Peintures

On me chuchote parfois à l’oreille: « Alexis, ah! si tu agrandissais tes formats…« 

Chez moi, mes seuls spectateurs sont mouches, moustiques. Et il ne me donnent pas l’impression de se plaindre du rôle monumental de mon oeuvre.

Dès que la plume crisse sur le papier, je m’évade dans un autre monde où le temps n’a plus sa raison d’être.

J’adore travailler à l’échelle de la main, faire surgir le détail infiniment petit que je suis le seul à voir.

En vrille discontinue, en transit, ou autiste, la ligne glisse sur le papier, prend le chemin de traverse, puis la trace devient forme. Alors le dessin pique sa colère et tire sa révérence.

Une oeuvre ne demande pas forcément à être regardée. J’aime qu’elle soit préservée de la lumière, rangée dans une enveloppe ou oubliée dans un livre, avec la surprise de la découverte.

Miche Sarre – juillet 2003

Il disait de sa peinture qu’elle le reposait de l’état de tension extrême dans le quel le plongeait l’exercice de la gravure. De la gravure au tableau, son engagement reste pourtant le même, intense, violent, total. Un combat sans merci, toutes armes dehors, sur tous les fronts à la fois, où chaque coup de plume, chaque déploiement de couleur épuise la totalité de ses ressources, dans un enchaînement semblable à celui d’une tauromachie accomplie, jusqu’à ce point de non-retour où l’oeuvre, quand elle l’atteint, s’installe pour l’éternité. Instant suprême où la beauté du geste triomphe du néant. Car de quoi s’agit-il, sinon de donner sens et forme à ce chaos, qui à tout moment s’entrouvre devant nous?

Cette peinture n’est évidemment pas réaliste. Elle est ascèse, chemin de croix, chemin de perfection, aspiration vers la plus haute liberté. Comme un journal, jour après jour, elle consigne une expérience du monde qui s’exprime en des visions d’apocalypses tragiques ou joyeuses selon l’humeur. Inscrites dans des espaces symboliques, merveilleusement articulées entre elles dans un mouvement de systole et de diastole, de contraction et d’expansion, de flux et de reflux dont l’auteur est le coeur, ces visions connaissent parfois le stress des débâcles elle vertige des chutes inexorables, mais aussi la troublante sérénité des corps glissant sur des abîmes aux couleurs inouïes. Les anges et les démons qui les hantes forment une étrange ménagerie de masques, d’animaux fabuleux, de fossiles et d’objets animés, de folles architectures, terriblement humaine. Marqués d’inscriptions naïves dont la beauté graphique contraste avec une orthographe désastreuse, ces ex-votos fêtent l’invention d’un langage et se moquent des règles.

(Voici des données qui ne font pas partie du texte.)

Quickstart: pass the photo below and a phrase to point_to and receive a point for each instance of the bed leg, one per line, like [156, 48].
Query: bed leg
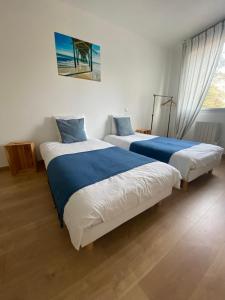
[90, 246]
[185, 185]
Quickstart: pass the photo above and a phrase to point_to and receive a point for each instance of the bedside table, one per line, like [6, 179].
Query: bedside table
[144, 130]
[21, 156]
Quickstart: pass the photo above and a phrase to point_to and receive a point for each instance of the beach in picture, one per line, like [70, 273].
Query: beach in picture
[77, 58]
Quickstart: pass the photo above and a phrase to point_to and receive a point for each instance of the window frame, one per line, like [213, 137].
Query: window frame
[213, 108]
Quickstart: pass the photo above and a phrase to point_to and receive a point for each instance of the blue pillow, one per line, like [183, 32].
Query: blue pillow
[123, 126]
[71, 131]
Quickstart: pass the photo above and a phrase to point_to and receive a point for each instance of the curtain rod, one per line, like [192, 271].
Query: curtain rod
[206, 29]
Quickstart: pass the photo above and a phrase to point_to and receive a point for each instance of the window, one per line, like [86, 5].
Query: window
[216, 94]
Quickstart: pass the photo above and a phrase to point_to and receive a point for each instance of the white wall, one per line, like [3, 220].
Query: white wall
[31, 91]
[215, 116]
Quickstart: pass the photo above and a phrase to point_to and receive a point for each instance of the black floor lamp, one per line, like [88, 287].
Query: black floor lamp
[170, 101]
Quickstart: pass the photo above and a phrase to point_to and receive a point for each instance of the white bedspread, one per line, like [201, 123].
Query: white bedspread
[198, 156]
[108, 199]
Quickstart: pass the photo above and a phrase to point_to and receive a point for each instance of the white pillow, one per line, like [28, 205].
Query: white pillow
[70, 118]
[113, 125]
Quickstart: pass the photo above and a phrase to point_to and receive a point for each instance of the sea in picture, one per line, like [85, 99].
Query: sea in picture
[77, 58]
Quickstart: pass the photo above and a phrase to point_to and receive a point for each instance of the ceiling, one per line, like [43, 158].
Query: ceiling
[166, 21]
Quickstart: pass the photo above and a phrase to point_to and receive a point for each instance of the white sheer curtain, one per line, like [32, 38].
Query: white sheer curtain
[200, 59]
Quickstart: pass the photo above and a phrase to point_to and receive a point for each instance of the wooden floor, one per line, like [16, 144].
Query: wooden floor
[174, 251]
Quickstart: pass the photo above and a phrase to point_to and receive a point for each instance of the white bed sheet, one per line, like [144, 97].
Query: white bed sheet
[193, 158]
[108, 199]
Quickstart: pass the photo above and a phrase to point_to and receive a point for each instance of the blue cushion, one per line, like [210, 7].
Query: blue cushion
[71, 131]
[123, 126]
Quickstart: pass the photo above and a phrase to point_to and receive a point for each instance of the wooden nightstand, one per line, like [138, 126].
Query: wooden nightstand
[144, 130]
[21, 156]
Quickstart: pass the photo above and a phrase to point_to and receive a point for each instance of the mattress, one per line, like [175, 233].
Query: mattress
[187, 160]
[107, 200]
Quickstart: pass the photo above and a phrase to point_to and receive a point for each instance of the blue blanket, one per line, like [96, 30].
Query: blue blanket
[160, 148]
[71, 172]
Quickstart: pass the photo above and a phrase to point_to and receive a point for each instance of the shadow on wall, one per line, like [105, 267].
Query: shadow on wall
[47, 131]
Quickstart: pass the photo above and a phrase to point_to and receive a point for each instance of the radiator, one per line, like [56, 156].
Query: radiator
[207, 132]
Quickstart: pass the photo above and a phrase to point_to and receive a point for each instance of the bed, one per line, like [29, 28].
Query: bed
[102, 186]
[192, 159]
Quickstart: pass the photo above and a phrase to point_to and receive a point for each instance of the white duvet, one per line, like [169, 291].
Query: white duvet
[195, 157]
[108, 199]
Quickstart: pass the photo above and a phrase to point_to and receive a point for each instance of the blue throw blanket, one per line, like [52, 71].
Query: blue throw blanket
[71, 172]
[160, 148]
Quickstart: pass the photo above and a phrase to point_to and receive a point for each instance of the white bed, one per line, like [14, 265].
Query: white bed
[96, 209]
[191, 162]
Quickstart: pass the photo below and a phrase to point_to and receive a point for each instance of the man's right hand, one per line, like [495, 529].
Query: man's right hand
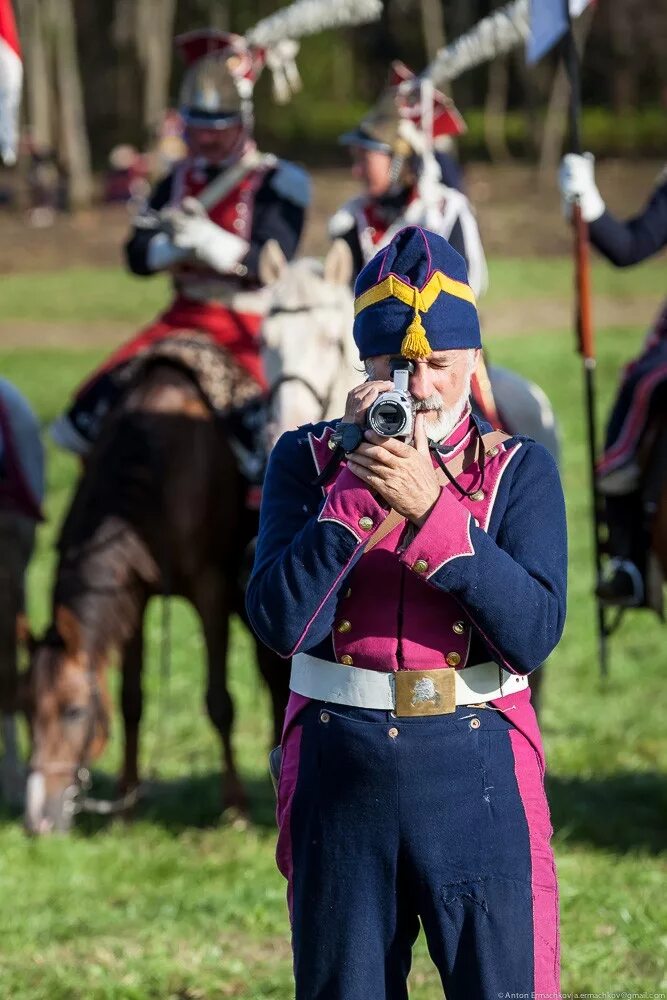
[361, 398]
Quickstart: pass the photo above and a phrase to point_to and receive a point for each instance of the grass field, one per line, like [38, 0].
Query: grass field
[177, 906]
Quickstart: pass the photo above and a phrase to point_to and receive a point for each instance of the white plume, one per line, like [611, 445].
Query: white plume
[493, 36]
[307, 17]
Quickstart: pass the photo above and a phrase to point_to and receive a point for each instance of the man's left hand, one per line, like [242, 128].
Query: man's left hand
[401, 474]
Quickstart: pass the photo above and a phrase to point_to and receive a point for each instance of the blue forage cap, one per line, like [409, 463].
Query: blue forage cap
[413, 297]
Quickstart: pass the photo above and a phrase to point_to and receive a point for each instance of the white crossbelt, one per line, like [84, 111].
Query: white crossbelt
[323, 680]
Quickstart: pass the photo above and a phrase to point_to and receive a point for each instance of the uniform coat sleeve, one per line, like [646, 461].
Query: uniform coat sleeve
[626, 243]
[136, 247]
[511, 581]
[276, 217]
[512, 586]
[305, 548]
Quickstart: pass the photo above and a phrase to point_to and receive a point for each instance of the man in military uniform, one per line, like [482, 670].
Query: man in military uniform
[406, 180]
[643, 385]
[205, 224]
[416, 584]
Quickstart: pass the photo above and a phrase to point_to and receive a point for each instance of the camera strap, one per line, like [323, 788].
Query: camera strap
[474, 452]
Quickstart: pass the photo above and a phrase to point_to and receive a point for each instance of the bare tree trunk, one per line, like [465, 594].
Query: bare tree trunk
[495, 110]
[433, 26]
[39, 89]
[555, 123]
[75, 146]
[154, 37]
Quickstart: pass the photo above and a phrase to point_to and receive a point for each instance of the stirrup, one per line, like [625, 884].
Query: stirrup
[611, 590]
[620, 482]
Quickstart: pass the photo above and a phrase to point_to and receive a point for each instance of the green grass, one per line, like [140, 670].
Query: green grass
[175, 906]
[97, 295]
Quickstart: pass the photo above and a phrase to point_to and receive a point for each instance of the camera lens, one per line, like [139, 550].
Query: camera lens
[388, 418]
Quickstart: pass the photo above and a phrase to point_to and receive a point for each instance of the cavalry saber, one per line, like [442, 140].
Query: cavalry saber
[584, 330]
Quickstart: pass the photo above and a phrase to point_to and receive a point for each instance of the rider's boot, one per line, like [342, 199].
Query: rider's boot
[78, 428]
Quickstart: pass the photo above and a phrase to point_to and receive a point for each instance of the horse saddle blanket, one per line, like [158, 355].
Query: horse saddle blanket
[230, 391]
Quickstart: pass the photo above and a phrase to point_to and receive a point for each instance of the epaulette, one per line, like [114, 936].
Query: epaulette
[291, 182]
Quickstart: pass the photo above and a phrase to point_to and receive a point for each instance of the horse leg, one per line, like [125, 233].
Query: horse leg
[132, 706]
[212, 601]
[273, 668]
[16, 544]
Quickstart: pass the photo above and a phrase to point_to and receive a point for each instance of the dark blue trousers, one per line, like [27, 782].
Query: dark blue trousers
[394, 822]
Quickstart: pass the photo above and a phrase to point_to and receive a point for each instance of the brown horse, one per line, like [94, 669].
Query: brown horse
[21, 485]
[160, 509]
[653, 464]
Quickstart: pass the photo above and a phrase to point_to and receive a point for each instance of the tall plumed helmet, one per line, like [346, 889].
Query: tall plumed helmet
[413, 298]
[223, 67]
[395, 123]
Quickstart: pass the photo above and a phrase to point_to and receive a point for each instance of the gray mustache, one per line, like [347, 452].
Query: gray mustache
[431, 403]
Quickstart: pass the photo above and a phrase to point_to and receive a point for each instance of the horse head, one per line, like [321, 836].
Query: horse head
[307, 349]
[68, 707]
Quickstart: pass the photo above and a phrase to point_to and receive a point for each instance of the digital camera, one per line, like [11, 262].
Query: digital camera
[393, 412]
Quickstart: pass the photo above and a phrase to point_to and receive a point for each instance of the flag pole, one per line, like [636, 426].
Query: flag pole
[585, 331]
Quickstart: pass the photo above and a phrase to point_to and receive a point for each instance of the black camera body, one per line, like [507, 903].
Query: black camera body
[393, 412]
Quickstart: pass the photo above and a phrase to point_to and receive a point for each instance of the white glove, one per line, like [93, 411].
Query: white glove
[208, 242]
[576, 179]
[162, 253]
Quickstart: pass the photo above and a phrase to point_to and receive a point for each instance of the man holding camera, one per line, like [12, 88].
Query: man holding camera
[415, 596]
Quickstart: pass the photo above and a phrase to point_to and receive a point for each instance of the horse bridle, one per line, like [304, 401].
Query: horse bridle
[323, 401]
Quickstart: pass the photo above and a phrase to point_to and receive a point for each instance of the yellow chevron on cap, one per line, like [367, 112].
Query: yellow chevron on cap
[394, 287]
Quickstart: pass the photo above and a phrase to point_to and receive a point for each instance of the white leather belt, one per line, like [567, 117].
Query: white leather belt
[406, 692]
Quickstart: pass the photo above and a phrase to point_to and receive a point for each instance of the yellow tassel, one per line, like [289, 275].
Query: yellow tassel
[415, 345]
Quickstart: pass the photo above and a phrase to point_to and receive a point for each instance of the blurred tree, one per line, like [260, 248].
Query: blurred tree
[154, 27]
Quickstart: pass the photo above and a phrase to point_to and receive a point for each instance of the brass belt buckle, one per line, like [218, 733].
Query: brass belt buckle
[425, 692]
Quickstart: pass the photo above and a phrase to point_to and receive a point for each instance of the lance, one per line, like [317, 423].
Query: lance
[585, 333]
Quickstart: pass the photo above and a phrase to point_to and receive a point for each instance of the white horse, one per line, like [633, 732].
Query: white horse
[309, 356]
[311, 361]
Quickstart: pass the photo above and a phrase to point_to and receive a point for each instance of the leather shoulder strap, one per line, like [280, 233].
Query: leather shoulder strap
[458, 464]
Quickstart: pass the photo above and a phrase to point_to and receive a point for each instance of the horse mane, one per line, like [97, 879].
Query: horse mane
[103, 547]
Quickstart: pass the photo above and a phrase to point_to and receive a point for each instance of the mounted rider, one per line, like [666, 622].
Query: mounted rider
[643, 388]
[407, 179]
[205, 224]
[410, 180]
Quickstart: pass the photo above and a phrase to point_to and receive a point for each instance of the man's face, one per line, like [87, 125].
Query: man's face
[216, 144]
[440, 384]
[373, 168]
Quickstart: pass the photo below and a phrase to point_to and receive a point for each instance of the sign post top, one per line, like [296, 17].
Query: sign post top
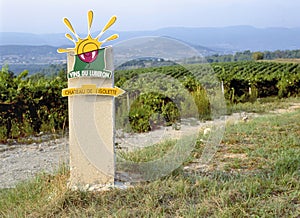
[85, 47]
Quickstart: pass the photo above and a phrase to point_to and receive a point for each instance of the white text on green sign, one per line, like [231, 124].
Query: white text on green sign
[90, 73]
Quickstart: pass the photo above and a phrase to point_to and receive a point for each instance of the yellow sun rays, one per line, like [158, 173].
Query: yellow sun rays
[88, 44]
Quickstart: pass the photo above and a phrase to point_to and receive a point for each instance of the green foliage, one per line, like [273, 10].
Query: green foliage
[258, 56]
[255, 173]
[26, 102]
[264, 79]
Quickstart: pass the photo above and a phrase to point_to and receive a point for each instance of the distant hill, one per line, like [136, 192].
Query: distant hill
[219, 39]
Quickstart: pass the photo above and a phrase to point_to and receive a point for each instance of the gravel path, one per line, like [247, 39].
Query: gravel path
[23, 162]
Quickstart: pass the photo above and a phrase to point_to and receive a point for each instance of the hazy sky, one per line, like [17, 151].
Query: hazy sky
[45, 16]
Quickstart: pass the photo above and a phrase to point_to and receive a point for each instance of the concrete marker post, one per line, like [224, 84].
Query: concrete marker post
[91, 95]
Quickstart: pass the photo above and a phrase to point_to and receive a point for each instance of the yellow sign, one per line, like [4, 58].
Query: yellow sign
[92, 90]
[86, 46]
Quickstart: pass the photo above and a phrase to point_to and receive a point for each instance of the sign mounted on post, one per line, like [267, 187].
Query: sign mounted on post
[91, 137]
[92, 90]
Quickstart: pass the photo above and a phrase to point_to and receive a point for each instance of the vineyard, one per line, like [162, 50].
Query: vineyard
[30, 104]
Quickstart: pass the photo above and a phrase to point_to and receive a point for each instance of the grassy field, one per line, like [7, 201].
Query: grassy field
[284, 60]
[255, 173]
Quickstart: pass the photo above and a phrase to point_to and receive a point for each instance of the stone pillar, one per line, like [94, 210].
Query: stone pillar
[91, 128]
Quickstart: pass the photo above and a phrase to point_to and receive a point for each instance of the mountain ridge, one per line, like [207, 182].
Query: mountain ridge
[228, 39]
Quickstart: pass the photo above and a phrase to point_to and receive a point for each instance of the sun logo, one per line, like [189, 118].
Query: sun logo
[87, 48]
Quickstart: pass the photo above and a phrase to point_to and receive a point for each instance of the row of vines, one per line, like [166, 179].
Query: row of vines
[30, 104]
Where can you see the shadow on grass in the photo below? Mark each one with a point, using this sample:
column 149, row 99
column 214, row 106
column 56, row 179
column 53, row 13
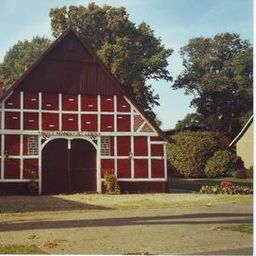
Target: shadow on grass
column 21, row 204
column 189, row 219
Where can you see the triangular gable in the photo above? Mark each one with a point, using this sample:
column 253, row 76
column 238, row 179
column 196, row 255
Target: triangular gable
column 69, row 66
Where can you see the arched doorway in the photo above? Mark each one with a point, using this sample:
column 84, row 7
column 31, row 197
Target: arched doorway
column 68, row 166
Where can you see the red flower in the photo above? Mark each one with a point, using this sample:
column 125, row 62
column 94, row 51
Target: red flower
column 226, row 184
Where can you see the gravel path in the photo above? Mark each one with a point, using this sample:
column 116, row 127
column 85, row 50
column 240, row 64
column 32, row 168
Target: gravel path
column 174, row 230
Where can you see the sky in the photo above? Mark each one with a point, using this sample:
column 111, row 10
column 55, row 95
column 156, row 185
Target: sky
column 174, row 21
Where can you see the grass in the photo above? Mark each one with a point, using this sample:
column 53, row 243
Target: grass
column 20, row 249
column 244, row 228
column 12, row 205
column 194, row 185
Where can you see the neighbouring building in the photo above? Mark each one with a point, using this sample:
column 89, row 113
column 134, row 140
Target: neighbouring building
column 244, row 143
column 67, row 120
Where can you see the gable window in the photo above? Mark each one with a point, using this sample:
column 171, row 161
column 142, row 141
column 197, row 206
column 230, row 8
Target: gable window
column 32, row 145
column 105, row 146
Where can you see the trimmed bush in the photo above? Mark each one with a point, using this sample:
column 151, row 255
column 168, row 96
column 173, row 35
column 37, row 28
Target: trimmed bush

Tant de prodiges et tant de cruauté transfigurée par la grâce de sublimes couleurs a quelque chose de douloureux et de tendre à la fois, d’épique et de jubilatoire comme la vie, telle qu’elle nous apparaît par exemple, dans l’histoire de Notre Seigneur Don Quichotte, dont Alexis partageait la drôlerie et la profonde humanité.